Author: Charles Ugiagbe

Date: “12/12/2023”

library(tidyverse)
library(lubridate)
library(forecast)
class(AirPassengers)
## [1] "ts"
AirPassengers
##      Jan Feb Mar Apr May Jun Jul Aug Sep Oct Nov Dec
## 1949 112 118 132 129 121 135 148 148 136 119 104 118
## 1950 115 126 141 135 125 149 170 170 158 133 114 140
## 1951 145 150 178 163 172 178 199 199 184 162 146 166
## 1952 171 180 193 181 183 218 230 242 209 191 172 194
## 1953 196 196 236 235 229 243 264 272 237 211 180 201
## 1954 204 188 235 227 234 264 302 293 259 229 203 229
## 1955 242 233 267 269 270 315 364 347 312 274 237 278
## 1956 284 277 317 313 318 374 413 405 355 306 271 306
## 1957 315 301 356 348 355 422 465 467 404 347 305 336
## 1958 340 318 362 348 363 435 491 505 404 359 310 337
## 1959 360 342 406 396 420 472 548 559 463 407 362 405
## 1960 417 391 419 461 472 535 622 606 508 461 390 432
# Create a color palette for the box plot
my_colors <- rainbow(12)
 
# Box plot by month with customizations
boxplot(split(AirPassengers, cycle(AirPassengers)),
        xlab = "Month", ylab = "Number of Passengers",
        col = my_colors,  # Assign colors to each box
        border = "black",  # Set the border color
        main = "Monthly Air Passenger Counts by Month",
        names = month.abb,  # Use abbreviated month names as labels
        outline = FALSE)  # Remove outliers

Plot the dataset to observe how the values have been changing from 1949 to 1960.

plot(AirPassengers)

Time series data are decomposed into three components :

Seasonal – Patterns that show how data is being changed over a certain period of time. Example – A clothing e-commerce website will have heavy traffic during festive seasons and less traffic during normal times. Here it is a seasonal pattern as value is being increased only at a certain period of time.
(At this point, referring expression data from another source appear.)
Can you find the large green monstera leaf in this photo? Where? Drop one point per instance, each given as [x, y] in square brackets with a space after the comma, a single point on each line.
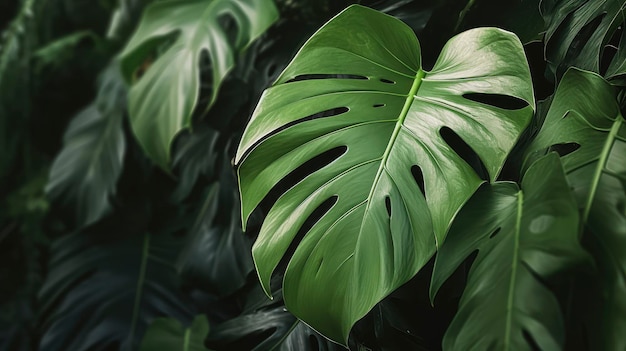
[523, 237]
[356, 93]
[585, 125]
[578, 31]
[162, 100]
Trend – It is a pattern that shows how values are being changed. For example how a website is running overall if running successfully trend goes up, if not, the trend comes down.
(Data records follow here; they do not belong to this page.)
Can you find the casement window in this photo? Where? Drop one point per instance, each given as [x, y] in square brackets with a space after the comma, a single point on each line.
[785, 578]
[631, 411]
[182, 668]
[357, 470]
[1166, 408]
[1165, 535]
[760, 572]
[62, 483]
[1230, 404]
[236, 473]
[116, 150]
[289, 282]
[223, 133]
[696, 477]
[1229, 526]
Random – The remaining data of the time series after seasonal trends are removed is a random pattern. This is also known as noise.

data<-ts(AirPassengers, frequency=12)
d<-decompose(data, "multiplicative")
plot(d)

The parameter multiplicative is added because time series data changes with the trend, if not so, such kinds of data are called “additive”.
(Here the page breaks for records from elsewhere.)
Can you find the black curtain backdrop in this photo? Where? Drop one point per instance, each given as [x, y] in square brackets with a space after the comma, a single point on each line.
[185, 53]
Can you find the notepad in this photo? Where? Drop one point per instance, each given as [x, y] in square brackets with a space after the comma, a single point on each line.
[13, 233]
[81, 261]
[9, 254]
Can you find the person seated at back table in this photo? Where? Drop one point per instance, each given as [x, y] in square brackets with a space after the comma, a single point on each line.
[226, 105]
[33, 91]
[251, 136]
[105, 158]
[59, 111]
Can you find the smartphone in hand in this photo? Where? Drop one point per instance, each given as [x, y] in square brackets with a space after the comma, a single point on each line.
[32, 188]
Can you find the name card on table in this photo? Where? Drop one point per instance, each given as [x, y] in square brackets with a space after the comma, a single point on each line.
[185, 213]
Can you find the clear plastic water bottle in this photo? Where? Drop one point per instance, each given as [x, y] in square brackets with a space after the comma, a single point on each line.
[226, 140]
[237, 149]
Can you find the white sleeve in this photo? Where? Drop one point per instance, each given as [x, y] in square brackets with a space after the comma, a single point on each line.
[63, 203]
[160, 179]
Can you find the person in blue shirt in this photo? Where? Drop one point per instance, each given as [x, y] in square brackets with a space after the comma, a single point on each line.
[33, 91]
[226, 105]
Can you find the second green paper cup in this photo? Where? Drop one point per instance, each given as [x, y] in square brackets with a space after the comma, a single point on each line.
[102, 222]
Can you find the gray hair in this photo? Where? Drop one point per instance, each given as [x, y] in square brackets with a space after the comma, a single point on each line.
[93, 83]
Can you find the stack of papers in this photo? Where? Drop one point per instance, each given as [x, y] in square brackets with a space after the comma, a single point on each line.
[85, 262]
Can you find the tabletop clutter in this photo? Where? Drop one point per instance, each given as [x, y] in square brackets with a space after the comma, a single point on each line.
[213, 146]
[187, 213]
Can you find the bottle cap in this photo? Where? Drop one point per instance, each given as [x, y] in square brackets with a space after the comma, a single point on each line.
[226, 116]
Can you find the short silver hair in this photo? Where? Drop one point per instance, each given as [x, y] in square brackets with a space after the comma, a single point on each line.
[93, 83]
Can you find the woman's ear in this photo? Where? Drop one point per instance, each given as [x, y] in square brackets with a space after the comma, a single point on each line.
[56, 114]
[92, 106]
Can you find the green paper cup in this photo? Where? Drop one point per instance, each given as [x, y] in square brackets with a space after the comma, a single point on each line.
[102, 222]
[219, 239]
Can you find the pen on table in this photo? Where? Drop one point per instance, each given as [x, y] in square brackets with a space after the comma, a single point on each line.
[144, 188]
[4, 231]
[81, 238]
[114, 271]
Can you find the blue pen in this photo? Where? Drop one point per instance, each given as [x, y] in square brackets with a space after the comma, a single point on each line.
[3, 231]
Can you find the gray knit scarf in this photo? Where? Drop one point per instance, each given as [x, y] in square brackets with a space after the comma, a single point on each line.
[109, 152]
Now we forecast 10 years of data by using Arima() function.

model<-auto.arima(AirPassengers)
summary(model)
## Series: AirPassengers 
## ARIMA(2,1,1)(0,1,0)[12] 
## 
## Coefficients:
##          ar1     ar2      ma1
##       0.5960  0.2143  -0.9819
## s.e.  0.0888  0.0880   0.0292
## 
## sigma^2 = 132.3:  log likelihood = -504.92
## AIC=1017.85   AICc=1018.17   BIC=1029.35
## 
## Training set error measures:
##                  ME     RMSE     MAE      MPE     MAPE     MASE        ACF1
## Training set 1.3423 10.84619 7.86754 0.420698 2.800458 0.245628 -0.00124847
# h = 10*12 because, forecast is for 10 years for all 12 months
f<-forecast(model, level=c(95), h=10*12)
plot(f)

The provided ARIMA(2,1,1)(0,1,0)[12] model is designed for time series forecasting with a 12-month seasonal pattern. It includes a second-order autoregressive (AR) component, first-order differencing (I) to make the series stationary, and a first-order moving average (MA) term.

The model estimates the coefficients for these components and reports error measures. The AIC, AICc, and BIC values help assess model quality, with lower values indicating a better fit. The error measures, including RMSE and MAPE, evaluate the model’s predictive accuracy on the training data, while the log likelihood measures how well the model fits the data. Further evaluation on new data is needed to confirm its forecasting performance.

The shaded region covers all the values that can possibly occur in the future10 years and the blue color pattern is the average of all values in the shaded part. This is how we can forecast values using any time series dataset.